The reaction pressure is usually in the range of 1-100 bar (0.1-10 MPa). Although hydrocarbon yields also increase with pressure, higher pressures tend to result in increased methanol selectivity and carbon monoxide conversion. Carbon dioxide yield tends to decrease with increasing pressure. The pressure is preferably in the range of 10-60 bar (1-6 MPa).

Syngas is a readily available source of carbon monoxide and hydrogen. Syngas can be produced from a variety of substances such as natural gas, liquid hydrocarbons, coal or biomass. The sulfur-tolerant catalysts of the present invention are particularly suitable for syngas containing relatively high levels of sulfur, such as when derived from coal. The catalyst of the present invention can tolerate sulfur amounts exceeding 0.5 ppm (expressed in terms of elemental sulfur), such as above 3 ppm, or above 10 ppm. Preferably, the catalyst is tolerant to sulfur levels up to 100 ppm.

The molar ratio of carbon monoxide to hydrogen (CO:H ₂ ) in the reaction mixture is generally in the range of 10:1 to 1:10, and preferably in the range of 5:1 to 1:5, for example in the range of 3:1 to 1:3 range. Preferably, the ratio is in the range of 1:1 to 1:3.

Increases in gas hourly space velocity (GHSV), expressed as the total volume of gas per unit volume of catalyst per hour (at standard temperature and under pressure). However, if the GHSV is too low, it may also result in reduced methanol selectivity. GHSV is preferably maintained at a value within the range of 500 to 5000h ^-1 , more preferably within the range of 500 to 2000h ^-1 .

The reaction mixture may additionally contain a source of oxygen, such as water, oxygen or carbon dioxide. In one embodiment of the invention molecular oxygen is present in the synthesis gas which may be fed to the process system. In an alternative embodiment, oxygen is intentionally added to the reaction mixture. The presence of oxygen in the form of molecular oxygen or oxygen-containing compounds such as water or carbon dioxide is advantageous because it can promote the formation of SOx and also remove oxide vacancies in the support, thereby promoting the sulfur tolerance of the catalyst. Thus, this can benefit catalytic activity and lifetime. An oxygen source may be continuously fed into the process system along with hydrogen and carbon monoxide. Alternatively, when catalytic activity and/or product yield begins to decline, the oxygen source may be supplied intermittently to increase conversion.

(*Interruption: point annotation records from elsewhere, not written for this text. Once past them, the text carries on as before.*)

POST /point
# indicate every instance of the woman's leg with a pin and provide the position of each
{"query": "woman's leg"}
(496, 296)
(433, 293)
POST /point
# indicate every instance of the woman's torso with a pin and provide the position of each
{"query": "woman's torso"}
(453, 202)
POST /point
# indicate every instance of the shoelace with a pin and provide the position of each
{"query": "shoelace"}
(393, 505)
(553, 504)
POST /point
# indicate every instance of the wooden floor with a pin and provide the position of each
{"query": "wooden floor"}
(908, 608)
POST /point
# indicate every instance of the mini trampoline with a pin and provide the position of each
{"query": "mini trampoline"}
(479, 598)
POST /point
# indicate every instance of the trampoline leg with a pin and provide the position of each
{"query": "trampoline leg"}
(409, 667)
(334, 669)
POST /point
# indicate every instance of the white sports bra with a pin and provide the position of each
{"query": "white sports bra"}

Whether present in the feedstock or intentionally added, the concentration of molecular oxygen is generally in the range of up to 1% by weight, for example up to 0.5% by weight. Preferably, the molecular oxygen concentration is >10 ppm.

Carbon dioxide may be present in the reaction mixture as a constituent of one or more of the feedstock components (eg, synthesis gas), or produced during the reaction, or added separately to the reaction mixture. Carbon dioxide can also aid in the conversion of reduced sulfur compounds to oxidized sulfur compounds and in the reoxidation of inorganic oxides. When present, its concentration in the reaction mixture may range from up to 15% by weight, such as up to 10% by weight, and is usually above 10 ppm.

The invention will now be illustrated in the following examples and with reference to the accompanying drawings, in which:

Figure 1 shows one of the proposed reaction schemes to suppress catalyst deactivation in the presence of sulfur.

Figure 2 shows the second of the proposed reaction schemes to suppress catalyst deactivation in the presence of sulfur.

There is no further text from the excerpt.